Les leçons d’un échec français
Pour l’industrie française de défense, l’affaire Caesar au Maroc constitue un signal d’alarme. Comme le note un commentateur sur le site Opex360 : « Les Marocains sont pragmatiques en matière militaire. Ils achètent le meilleur et ils achètent à tout le monde au meilleur prix« . Dans ce contexte concurrentiel, l’excellence technique ne suffit plus si elle n’est pas accompagnée d’un service client irréprochable.
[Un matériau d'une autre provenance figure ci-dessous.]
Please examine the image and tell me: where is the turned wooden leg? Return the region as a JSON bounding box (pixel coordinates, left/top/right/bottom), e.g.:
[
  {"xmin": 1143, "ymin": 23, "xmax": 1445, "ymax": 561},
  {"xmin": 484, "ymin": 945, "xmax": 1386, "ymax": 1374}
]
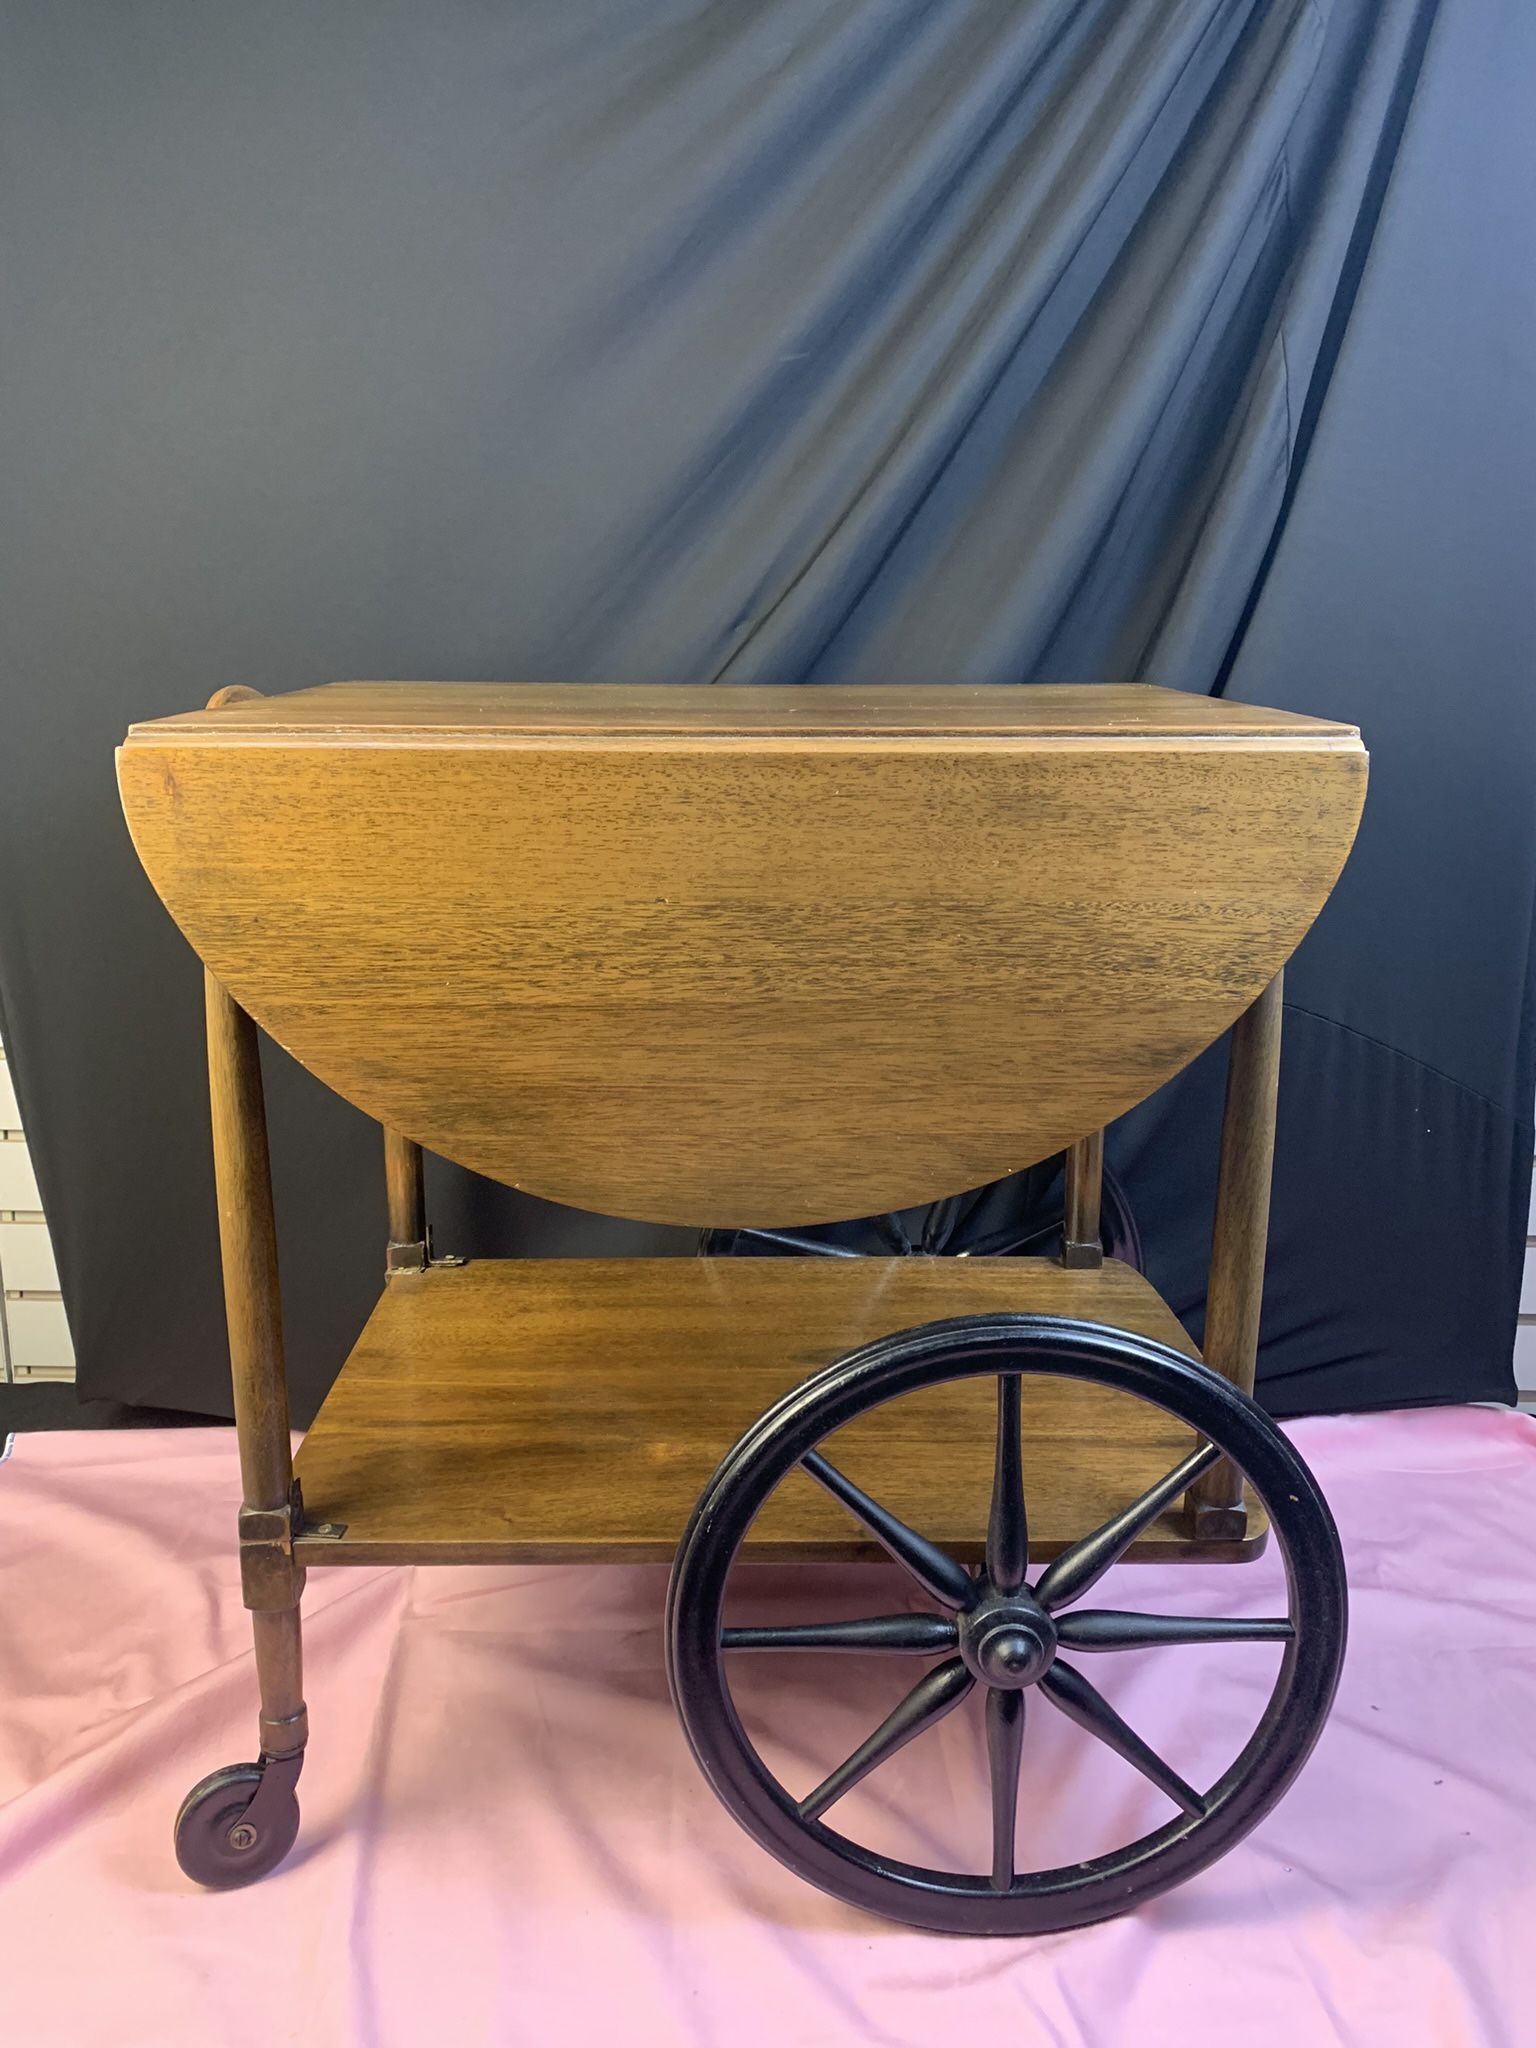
[
  {"xmin": 174, "ymin": 972, "xmax": 307, "ymax": 1887},
  {"xmin": 1188, "ymin": 971, "xmax": 1284, "ymax": 1542},
  {"xmin": 205, "ymin": 968, "xmax": 308, "ymax": 1743},
  {"xmin": 1061, "ymin": 1129, "xmax": 1105, "ymax": 1269},
  {"xmin": 383, "ymin": 1127, "xmax": 428, "ymax": 1274}
]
L’échec marocain s’ajoute à d’autres revers d’Elbit Systems face à KNDS France. Paradoxalement, cette déconvenue intervient au moment où « KNDS a anticipé la demande croissante de son produit phare en dimensionnant et réorganisant sa ligne de production dédiée », passant d’une production de 2-4 Caesar par mois à un objectif de 8 par mois en 2024.
Cette affaire illustre les mutations géopolitiques en cours au Maghreb. Comme le souligne le site Defence Industry EU, « le Maroc et Israël ont une histoire de coopération de 60 ans dans les domaines militaire et du renseignement, qui s’est considérablement approfondie après la signature des Accords d’Abraham« . Le rapprochement maroco-israélien n’est donc pas conjoncturel mais s’inscrit dans une stratégie d’alliance de long terme.
Avec un budget de défense en hausse constante – 133 milliards de dirhams prévus pour 2025 contre 124 milliards en 2024 – le royaume dispose des moyens de ses ambitions militaires.
Elbit Systems a d’ailleurs annoncé son intention de « fabriquer des systèmes de défense pour les forces armées marocaines dans ses futurs sites de production au Maroc » explique Military Africa, avec potentiellement deux sites de production, dont un dans la région de Casablanca. Cette implantation industrielle locale pourrait permettre à Israël de servir non seulement le Maroc mais également d’autres pays africains.